Grid the plane forming an infinite board. In each cell of this board, there is a lamp, initially turned off. A permitted operation consists of selecting a square of $3\times 3, 4\times 4$ or $5\times 5$ cells and changing the state of all lamps in that square (those that are off become on, and those that are on become off).
(a) Prove that for any finite set of lamps, it is possible to achieve, through a finite sequence of permitted operations, that those are the only lamps turned on on the board.
(b) Prove that if in a sequence of permitted operations only two out of the three square sizes are used, then it is impossible to achieve that at the end the only lamps turned on on the board are those in a $2 \times 2$ square.
I couldn't solve part b).
In a) you can change the state of a $9\times 9$ board using the $3\times 3$, then you change the same $9\times 9$ board using 2 $4\times 4$ boards and 2 $5\times 5$ boards such that the $5 \times 5$ boards share a square. Therefore we changed the state of only one lamp, and this is enough to prove part a). (If this solution to part a) is not well understood, you can answer it in the comments and I will clarify it better).
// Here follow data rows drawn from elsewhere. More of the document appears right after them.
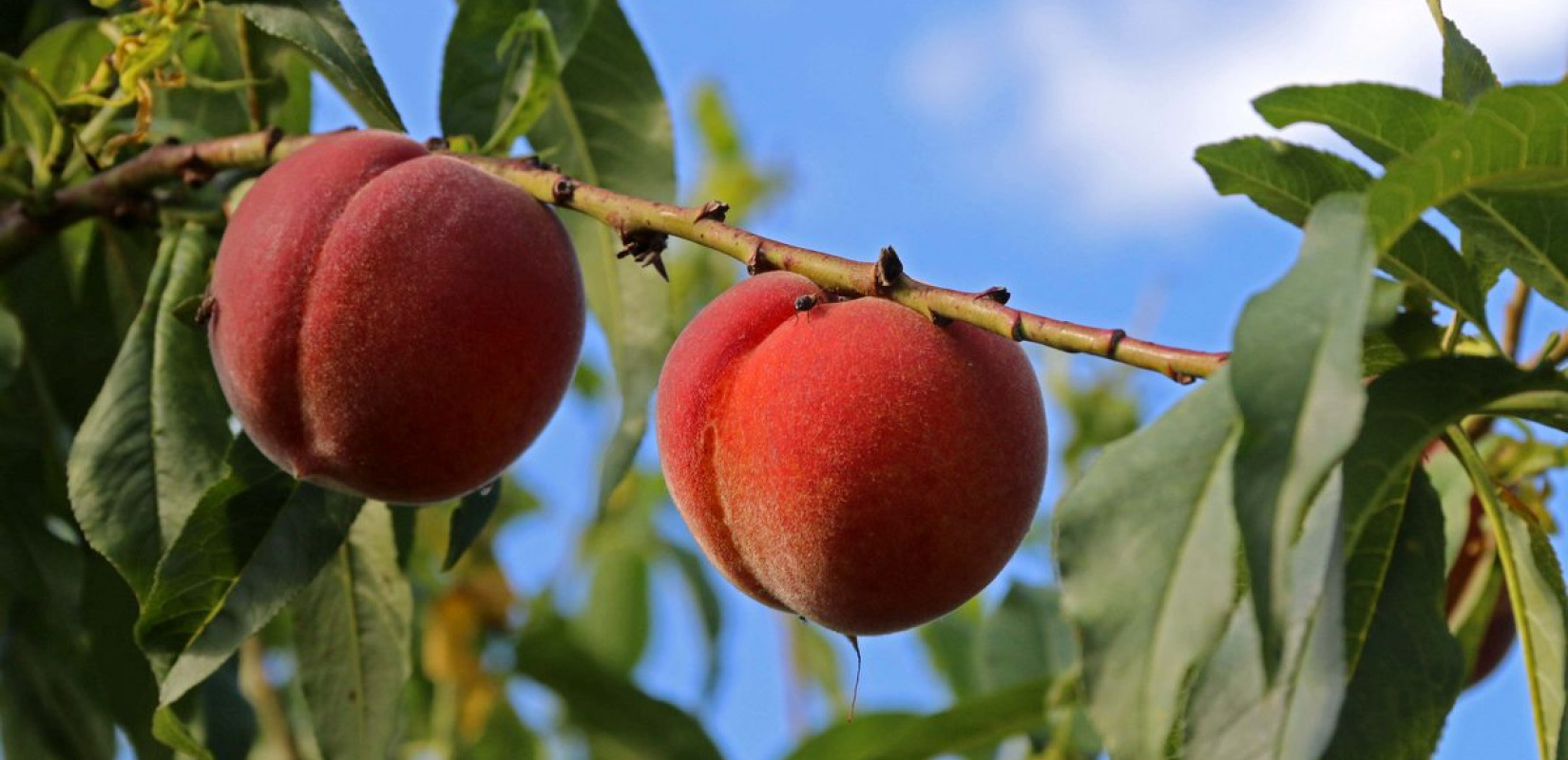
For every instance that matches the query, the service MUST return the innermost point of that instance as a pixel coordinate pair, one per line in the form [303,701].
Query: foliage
[1256,574]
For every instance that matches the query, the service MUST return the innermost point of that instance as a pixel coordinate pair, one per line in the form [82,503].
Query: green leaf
[1236,712]
[1406,409]
[694,569]
[1466,74]
[1140,545]
[468,521]
[1025,638]
[352,632]
[972,723]
[11,347]
[154,439]
[256,540]
[1512,140]
[171,731]
[609,125]
[604,702]
[954,651]
[328,38]
[48,709]
[617,621]
[1411,668]
[1540,603]
[1295,373]
[29,108]
[1288,179]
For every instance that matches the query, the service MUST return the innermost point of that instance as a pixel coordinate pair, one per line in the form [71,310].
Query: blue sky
[1035,144]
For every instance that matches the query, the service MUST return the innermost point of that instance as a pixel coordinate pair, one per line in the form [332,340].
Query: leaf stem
[641,223]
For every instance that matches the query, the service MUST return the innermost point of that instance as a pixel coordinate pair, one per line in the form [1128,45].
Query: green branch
[643,226]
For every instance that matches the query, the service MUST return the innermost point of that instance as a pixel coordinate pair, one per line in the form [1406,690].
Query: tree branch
[641,226]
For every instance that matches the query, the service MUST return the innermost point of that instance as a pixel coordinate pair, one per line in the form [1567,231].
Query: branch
[643,226]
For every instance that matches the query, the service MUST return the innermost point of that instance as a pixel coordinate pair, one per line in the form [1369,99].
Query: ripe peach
[851,463]
[392,323]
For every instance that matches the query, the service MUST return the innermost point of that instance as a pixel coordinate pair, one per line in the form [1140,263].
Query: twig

Moons are the $5\times 5$ and elephants the $4\times 4$
I tried part b for a long time but I have no ideas how I can get it.
Best Answer
For part b, the idea is that we want to find an invariant doesn't affects 2 of those squares, but impacts the $2\times 2$ square.
Generalization: If the permitted operations were only to toggle a $a\times a$ and $ b\times b$ square where $a, b > c$, then we cannot end up with only a $d \times d$ square turned on for any $ 1\leq d \leq c$. (You can treat $c = 2$ as needed.)